In retrospect, that day when I stood in front of the gates of hell and read the cynical inscription “Arbeit macht Frei” and “Arbeit Macht das Leben Zuss,” if I had been given the opportunity to explore the gate through which I entered the camp or the viaduct under which the train entered Birkenau, surely I would have found Dante’s inscription as well: “Abandon hope, all ye who enter here.”

Indeed, as the poet describes his vision of hell, so it was: a place of eternal pain, a place without justice and G-d, where souls of misery are doomed in an eternal night pierced by no light of stars. A place sans hope.

Or was it?

On rare occasions, I found that the spirit of menschlichkeit existed even among those of us who felt cursed to have our memories erased under the sun. As a gift from heaven, I found that spirit even in a young SS man, who showed me that care, concern and empathy survived among some who were taught to commit themselves to our destruction.

Five miles from Auschwitz was Birkenau, a transient camp. Those who entered it were either gassed and cremated or sent to work camps.

The others included most of my family, their ashes mixed with the soil of the Polish steppes, where they stayed as an eternal declaration of the power of the Freudian id and the consequence of the pandemic of human madness.

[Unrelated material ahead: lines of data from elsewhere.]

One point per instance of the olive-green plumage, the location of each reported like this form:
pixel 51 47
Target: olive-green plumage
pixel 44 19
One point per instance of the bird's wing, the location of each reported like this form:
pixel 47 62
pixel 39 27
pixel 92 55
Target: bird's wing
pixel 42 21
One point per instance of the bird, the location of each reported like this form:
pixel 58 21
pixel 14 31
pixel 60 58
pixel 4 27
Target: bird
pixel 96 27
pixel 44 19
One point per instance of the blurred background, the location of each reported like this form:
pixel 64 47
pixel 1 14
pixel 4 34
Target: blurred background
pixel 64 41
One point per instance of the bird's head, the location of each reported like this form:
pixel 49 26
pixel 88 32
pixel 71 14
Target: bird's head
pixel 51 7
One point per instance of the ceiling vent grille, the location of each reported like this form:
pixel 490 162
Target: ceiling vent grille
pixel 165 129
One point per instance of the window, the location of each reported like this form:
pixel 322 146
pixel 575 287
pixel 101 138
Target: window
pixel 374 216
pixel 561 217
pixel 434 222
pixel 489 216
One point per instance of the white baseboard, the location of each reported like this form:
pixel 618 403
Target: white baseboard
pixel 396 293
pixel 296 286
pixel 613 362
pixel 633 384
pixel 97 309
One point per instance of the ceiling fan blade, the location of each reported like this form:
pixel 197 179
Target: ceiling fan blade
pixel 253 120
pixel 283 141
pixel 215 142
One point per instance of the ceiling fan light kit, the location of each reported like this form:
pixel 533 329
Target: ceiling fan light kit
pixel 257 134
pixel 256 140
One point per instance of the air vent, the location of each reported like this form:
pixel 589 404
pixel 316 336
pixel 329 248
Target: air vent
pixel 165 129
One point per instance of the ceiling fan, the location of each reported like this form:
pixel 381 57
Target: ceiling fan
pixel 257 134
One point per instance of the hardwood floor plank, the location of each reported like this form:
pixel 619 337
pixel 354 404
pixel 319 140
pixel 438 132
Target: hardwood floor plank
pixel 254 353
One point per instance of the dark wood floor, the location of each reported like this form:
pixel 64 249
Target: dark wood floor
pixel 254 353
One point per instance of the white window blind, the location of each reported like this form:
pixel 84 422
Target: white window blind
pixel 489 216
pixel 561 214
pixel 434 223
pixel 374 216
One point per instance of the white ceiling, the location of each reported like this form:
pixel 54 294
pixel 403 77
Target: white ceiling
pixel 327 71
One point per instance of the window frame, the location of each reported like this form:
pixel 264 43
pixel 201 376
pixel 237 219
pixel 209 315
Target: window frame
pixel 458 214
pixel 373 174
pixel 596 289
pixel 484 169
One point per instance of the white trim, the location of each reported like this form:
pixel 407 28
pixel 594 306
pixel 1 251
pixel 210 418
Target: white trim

We survivors of the initial onslaught of the marauders lived in the confines of the barracks, sitting and sleeping on the wooden-planked, three-tiered beds that six of us called home. Having familiarized ourselves with the work that presumably would make us free, such as emptying and cleaning the slop buckets, we helplessly watched people die from coronary and diabetic diseases that they could have survived for many productive years with the help of medications that they previously took.

Within a week of our arrival, we were ordered to embark once again on the cattle cars — destination Warsaw.

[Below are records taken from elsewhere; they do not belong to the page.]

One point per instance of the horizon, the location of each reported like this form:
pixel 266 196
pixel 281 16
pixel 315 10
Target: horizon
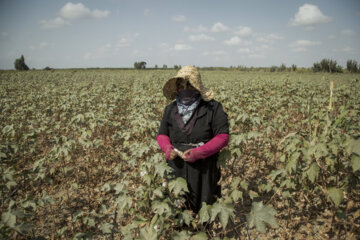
pixel 117 33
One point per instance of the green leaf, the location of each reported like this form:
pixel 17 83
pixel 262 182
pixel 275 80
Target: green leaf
pixel 274 173
pixel 204 213
pixel 235 183
pixel 244 184
pixel 336 195
pixel 200 236
pixel 178 186
pixel 148 233
pixel 224 210
pixel 9 219
pixel 183 235
pixel 186 217
pixel 313 172
pixel 355 162
pixel 260 216
pixel 236 195
pixel 123 202
pixel 224 156
pixel 24 228
pixel 292 163
pixel 352 146
pixel 160 207
pixel 106 227
pixel 161 169
pixel 83 236
pixel 321 150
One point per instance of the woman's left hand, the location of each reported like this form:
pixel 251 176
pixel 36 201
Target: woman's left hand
pixel 190 155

We entered the rail cars and sat down (never permitted to stand in the train) to the right and left of the middle third, the area of the doors and two bunks for the SS guards.

Our guards were quite young. Their smooth skins betrayed their age, no older than 18. The guards were the opposite of each other by their physiognomy and temperament.

One was short, stocky, dark-haired, dark-faced and gloomy, and when he was irritated, which was frequent, he threatened us with his gun. He was Ukrainian.

The other was tall, slender, blond and blue-eyed with an open and smiling face. He had the appearance of a person with an honest disposition, a person to be trusted, with a constant, contented smile. He was a living example of Hitler’s ideal, albeit mythical, Aryan.

His deeds reinforced his image of a trustworthy and kind person. Whenever the Ukrainian threatened us with his gun, the Adonis (for thus was his image) told us not to mind him and placed himself between us and the gun.

But what was most outstanding was what he did.

I often wondered how this young man became a representative of this horrendous Nazi ideology that forced me to be a slave and made him my guardian. But, unlike any other guardian who had domain over me, he cared.

Every time the train stopped on the way to Warsaw, he bolted from the train and later re-entered loaded down with containers of coffee for us. Imagine the effort that he expanded to gather enough containers to do the job.

In the afternoon, when coffee was no longer available at the stations, he brought us water and apologized for not bringing coffee.

I am sure he was real and not merely a wish-induced apparition. And though one forgets the good when badness keeps increasing, he became a reason for my maintaining the belief that goodness and hope exist.

In retrospect, writing this made me realize why we Jews have developed the belief in the continual existence of 36 hidden righteous men who are the maintainers of eternal hope and recognize that the blond SS guard must have been one of those hidden righteous men. For where else do we have such desperate need for hope than in the midst of rampant evil?